VOICE 5 . . in the fifteenth year of the Emperor Hadrian, on the twenty-fourth day of the month of Athyr. And on the twenty-fifth day I wrote my lines in stone. 
VOICE 3
Didn’t they arrest you? I thought graffiti was a punishable offence. 
VOICE 5
It was actually the Emperor who commissioned it. 
VOICE 3
That’s posh. Written in stone and commissioned by an emperor. Not much to complain about, is it? VOICE 1
I wrote on water. 
VOICE 3
I wrote on flesh and when the flesh faded I wrote on bones, and when the bones crumbled I wrote in dust, and when the dust disappeared I blew onto the cold stone. 
VOICE 2
We get it. (SILENCE) 
VOICE 4
So is it that time again? 
VOICE 1
Why else would we be here? 
VOICE 6
I can hardly remember the last time. 
VOICE 2
Why can’t they just leave us and decide it amongst themselves? 
VOICE 1
Not everyone is woken.
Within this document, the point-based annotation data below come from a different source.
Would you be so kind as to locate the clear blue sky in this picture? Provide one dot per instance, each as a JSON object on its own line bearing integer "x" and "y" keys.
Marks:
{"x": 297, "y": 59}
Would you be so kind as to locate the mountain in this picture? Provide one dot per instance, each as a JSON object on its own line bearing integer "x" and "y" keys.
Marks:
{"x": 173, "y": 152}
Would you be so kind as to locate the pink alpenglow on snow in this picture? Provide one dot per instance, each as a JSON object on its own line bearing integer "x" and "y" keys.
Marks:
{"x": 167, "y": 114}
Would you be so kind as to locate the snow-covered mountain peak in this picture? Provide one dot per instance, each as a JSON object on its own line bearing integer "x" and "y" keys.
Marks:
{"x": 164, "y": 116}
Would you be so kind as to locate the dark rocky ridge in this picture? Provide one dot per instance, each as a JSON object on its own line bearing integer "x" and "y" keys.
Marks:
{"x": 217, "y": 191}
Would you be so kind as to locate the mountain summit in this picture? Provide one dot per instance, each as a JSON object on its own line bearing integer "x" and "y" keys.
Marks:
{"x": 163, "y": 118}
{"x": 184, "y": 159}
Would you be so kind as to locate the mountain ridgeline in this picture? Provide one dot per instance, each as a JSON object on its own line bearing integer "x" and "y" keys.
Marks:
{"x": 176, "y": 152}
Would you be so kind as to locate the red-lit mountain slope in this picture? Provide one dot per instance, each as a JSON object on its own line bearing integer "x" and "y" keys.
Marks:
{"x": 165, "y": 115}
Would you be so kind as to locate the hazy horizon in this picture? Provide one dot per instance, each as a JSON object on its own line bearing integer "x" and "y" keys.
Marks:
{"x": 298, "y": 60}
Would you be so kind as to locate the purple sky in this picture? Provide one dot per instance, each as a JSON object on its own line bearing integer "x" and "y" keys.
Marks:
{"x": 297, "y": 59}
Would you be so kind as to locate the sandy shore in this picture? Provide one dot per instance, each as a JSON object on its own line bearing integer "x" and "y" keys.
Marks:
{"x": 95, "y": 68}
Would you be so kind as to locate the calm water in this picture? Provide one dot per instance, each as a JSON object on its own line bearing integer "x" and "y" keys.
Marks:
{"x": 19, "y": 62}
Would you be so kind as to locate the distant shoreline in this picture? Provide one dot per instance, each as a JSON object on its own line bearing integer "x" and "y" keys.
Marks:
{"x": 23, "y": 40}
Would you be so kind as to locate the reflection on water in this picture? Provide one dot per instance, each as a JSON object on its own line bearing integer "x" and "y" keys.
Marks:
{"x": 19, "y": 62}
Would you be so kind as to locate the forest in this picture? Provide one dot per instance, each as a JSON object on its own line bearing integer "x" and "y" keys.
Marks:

Not everyone wants to return. For every one of us there are thousands still sleeping, who will never wake, whose voices won’t trouble anyone ever again. 
VOICE 6
We’re here because we want to be here 
VOICE 5
We’re here because we’re hungry 
VOICE 2
And thirsty 
VOICE 4
Because we can see the world 
VOICE 1
And taste it, and smell it

1 comment:

Mark Granier said...

Great stuff Peter. Love the ditch-dark humor. Very Bracket (I mean Beckett) though your dead voices don't make a noise like leaves, or the Spoon River chatterers; instead they are very much your own variations. Look forward to hearing/reading this in full.